Tue, Apr 25, 2000 - Page 8 News List

An open letter on the Pinnan issue

By John Byrne, Randolph Hesterand, and G. Matthias Kondolf

It has been six years since Taiwanese consortiums Tuntex (東帝士) and Yeh-Loong (燁隆) announced their intention to develop a steel and petrochemical industrial complex in coastal Tainan County (台南縣). The environmental impact assessment (EIA) prepared for the Pinnan Industrial Complex Project (濱南工業區綜合開發案) came under immediate and serious attack upon its release because it was blatantly unscientific and the project's scope highly implausible.

The international scientific community wants to know why and how, after six years of controversy and the release of further evidence that Pinnan would have a catastrophic and irreversible impact, was this project conditionally approved last December? These are valid questions that must be answered.

This week, the committee to review Pinnan's EIA will meet for the last time to discuss the revised report submitted by the developers in response to imposed conditions. One thing is immediately obvious. With the new administration's attitude toward Pinnan uncertain, the project's supporters, including the current administration, would rather act now than later.

The situation is reminiscent of what took place last December. At the end of last year, with the presidential election hanging in balance, when it looked like Pinnan would never pass, the government resorted to secret meetings to push the project through.

To think that credible scientists reviewing the project would willingly participate in such an action is beyond our imagination. Have they been unduly pressured by the government that they have agreed to serve in good faith? Has their research funding been threatened? Or have they been told that they would suffer some other severe consequence if they didn't deliver a "yes" vote on Pinnan?

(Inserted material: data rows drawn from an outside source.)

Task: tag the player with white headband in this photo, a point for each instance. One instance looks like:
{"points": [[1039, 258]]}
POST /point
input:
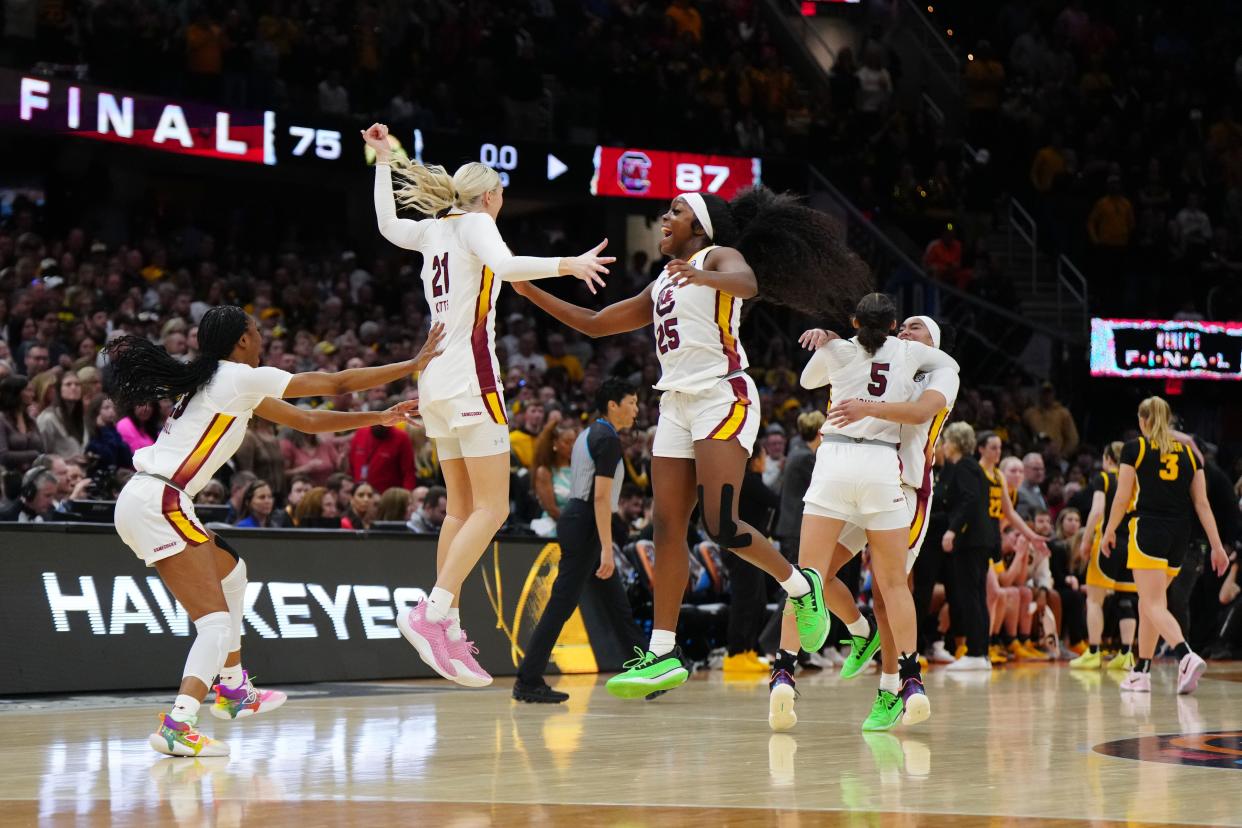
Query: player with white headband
{"points": [[722, 255], [909, 394]]}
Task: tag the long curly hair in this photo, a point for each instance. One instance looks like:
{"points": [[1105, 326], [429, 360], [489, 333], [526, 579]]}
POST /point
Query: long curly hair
{"points": [[799, 255], [139, 370]]}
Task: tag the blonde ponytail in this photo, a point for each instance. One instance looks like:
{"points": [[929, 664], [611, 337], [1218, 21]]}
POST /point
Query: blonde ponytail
{"points": [[1159, 417], [430, 190]]}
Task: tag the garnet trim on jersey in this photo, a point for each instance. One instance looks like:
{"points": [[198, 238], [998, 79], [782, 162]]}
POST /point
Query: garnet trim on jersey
{"points": [[194, 461], [732, 425], [724, 322], [481, 346], [181, 524]]}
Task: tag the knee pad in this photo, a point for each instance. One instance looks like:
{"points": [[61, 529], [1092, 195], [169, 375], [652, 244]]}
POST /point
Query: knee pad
{"points": [[725, 531], [210, 647]]}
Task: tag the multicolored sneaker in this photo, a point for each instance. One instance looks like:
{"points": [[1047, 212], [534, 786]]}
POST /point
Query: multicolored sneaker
{"points": [[183, 739], [1120, 662], [884, 713], [245, 699], [470, 672], [781, 695], [648, 674], [1088, 661], [430, 638], [914, 702], [862, 648], [811, 613]]}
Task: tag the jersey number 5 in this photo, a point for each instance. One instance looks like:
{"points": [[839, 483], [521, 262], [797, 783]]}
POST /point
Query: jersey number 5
{"points": [[666, 335], [878, 381], [440, 278]]}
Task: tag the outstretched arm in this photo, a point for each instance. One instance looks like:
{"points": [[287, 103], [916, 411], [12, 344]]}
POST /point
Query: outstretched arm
{"points": [[322, 384], [617, 318], [319, 421]]}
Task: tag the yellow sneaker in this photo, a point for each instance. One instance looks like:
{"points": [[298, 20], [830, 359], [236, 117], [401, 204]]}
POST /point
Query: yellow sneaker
{"points": [[1088, 661], [1122, 662], [744, 663]]}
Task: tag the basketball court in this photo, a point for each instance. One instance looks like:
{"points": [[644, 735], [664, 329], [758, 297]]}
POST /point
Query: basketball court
{"points": [[1022, 745]]}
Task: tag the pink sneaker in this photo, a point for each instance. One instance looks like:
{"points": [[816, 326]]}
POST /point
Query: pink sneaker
{"points": [[430, 638], [1137, 683], [245, 700], [470, 673], [1189, 672]]}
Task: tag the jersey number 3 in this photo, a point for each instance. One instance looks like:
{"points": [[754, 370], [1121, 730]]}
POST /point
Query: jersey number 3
{"points": [[440, 277], [878, 381]]}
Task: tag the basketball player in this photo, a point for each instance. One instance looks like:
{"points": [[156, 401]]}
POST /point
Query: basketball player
{"points": [[708, 417], [463, 263], [922, 417], [216, 395], [1159, 479], [1106, 574], [857, 481]]}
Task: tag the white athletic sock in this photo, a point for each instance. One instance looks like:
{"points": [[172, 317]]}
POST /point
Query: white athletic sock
{"points": [[232, 677], [662, 642], [796, 585], [185, 708], [439, 603]]}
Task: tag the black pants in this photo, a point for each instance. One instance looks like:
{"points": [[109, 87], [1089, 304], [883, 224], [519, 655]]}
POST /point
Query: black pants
{"points": [[579, 560], [969, 607], [748, 603]]}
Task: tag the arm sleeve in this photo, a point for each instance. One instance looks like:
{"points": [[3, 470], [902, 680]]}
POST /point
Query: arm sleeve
{"points": [[605, 451], [401, 232], [827, 359], [483, 240]]}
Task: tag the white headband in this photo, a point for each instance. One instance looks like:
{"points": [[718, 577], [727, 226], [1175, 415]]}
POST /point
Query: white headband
{"points": [[933, 328], [698, 206]]}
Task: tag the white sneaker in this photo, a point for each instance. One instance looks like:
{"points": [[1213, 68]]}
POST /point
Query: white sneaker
{"points": [[970, 663], [939, 654]]}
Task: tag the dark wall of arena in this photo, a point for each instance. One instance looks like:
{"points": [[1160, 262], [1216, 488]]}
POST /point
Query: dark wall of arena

We of the international scientific community were shocked and outraged at the conditional approval of the Pinnan project. We don't have to remind the review committee that the Tsengwen Estuary (曾文溪三角洲) is one of the most important wetlands in the world. Both the approval and the process cast clouds of suspicion over Taiwan as it recklessly disregards scientific knowledge and the democratic process.

There is strong scientific evidence that the environmental review process has been ignored in approving Pinnan. By discounting the impact of CO2 emissions, of a limited water supply, the impact on wetlands of Ramsar merit, the impact on the rare and endangered black-faced spoonbill (黑面琵鷺), the impact on the existing economy and quality of life, and in failing to consider viable alternatives, the EIA review committee has taken an action that is irresponsible by the scientific standards accepted by leading nations.

By choosing to ignore the best scientific advice of top Taiwanese scholars and international researchers, the conclusions of this EIA process will always be seriously flawed from a scientific perspective. No one can be proud to have been part of such a decision. The disregard of the democratic process likewise makes Taiwan appear more like a nation under martial law than an international democratic leader.

Any democratic review process requires three things: one, the process must follow the stated rules; two, it must be open to the public; and three, serious study must be given to viable alternatives.

Last December's review process on the Pinnan complex review process violated all three.